L’équipe del Geo Risk Research di Monaco ha messo
a punto un nuovo metodo per stabilire con maggiore precisione l’impatto
del Sole sugli esseri umani, tenendo conto dell’inclinazione
delle superfici su cui i raggi battono e delle diverse posture
del corpo. Usando questo metodo, sostiene il biometeorologo coordinatore
del gruppo di ricerca Peter Hoeppe, emerge che siamo bombardati
da un flusso di UV più forte di quello stabilito con calcoli
tradizionali.
Nel corso delle indagini, durate tre anni, i ricercatori hanno
rilevato ogni due minuti l’intensità degli UV contro
27 superfici, inclinate ciascuna in modo diverso in tre differenti
località tedesche. Dalla vasta mole di dati raccolti e rielaborati,
gli esperti hanno costruito un modello in tre dimensioni del corpo
umano mostrando in modo accurato l’esposizione del corpo
a diverse condizioni di sole e in differenti posture, tenendo
anche conto del surplus di raggi dovuti al riverbero di superfici
vicine.
Con queste evidenze sperimentali sotto i raggi UV, si aprono
tantissime possibilità finora inesplorate: bisogna infatti considerare
l’impatto dei raggi su superfici verticali, come i nostri
corpi in piedi, soprattutto quando il sole è basso.
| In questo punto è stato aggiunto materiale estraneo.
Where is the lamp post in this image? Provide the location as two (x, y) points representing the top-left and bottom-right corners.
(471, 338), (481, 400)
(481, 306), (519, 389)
Gli
sciatori, per esempio, potrebbero essere molto più a rischio
del previsto, anche in virtù del fatto che la neve riflette
il 60% dei raggi ricevuti.
Senza avere la presunzione di mandare in pensione il metodo oggi
in uso, basato solo sulla scansione di superfici orizzontali,
i ricercatori sottolineano la possibilità di informare le
persone su quali siano le zone del loro corpo più a rischio
in base alla postura e al periodo di esposizione nel corso della
giornata.
Abbronzati & sicuri, manuale di autodifesa dal solleone
Quando si tratta di tintarella, le precauzioni non sono mai abbastanza.
La tentazione di sdraiarsi al sole per rosolarsi senza troppe
preoccupazioni è troppo forte. Ma è anche molto
pericolosa. Ecco perché diventa indispensabile osservare
una serie di regole che ci mettano al riparo da sorprese sgradevoli
per il nostro organismo, a brevissimo, medio e lungo termine.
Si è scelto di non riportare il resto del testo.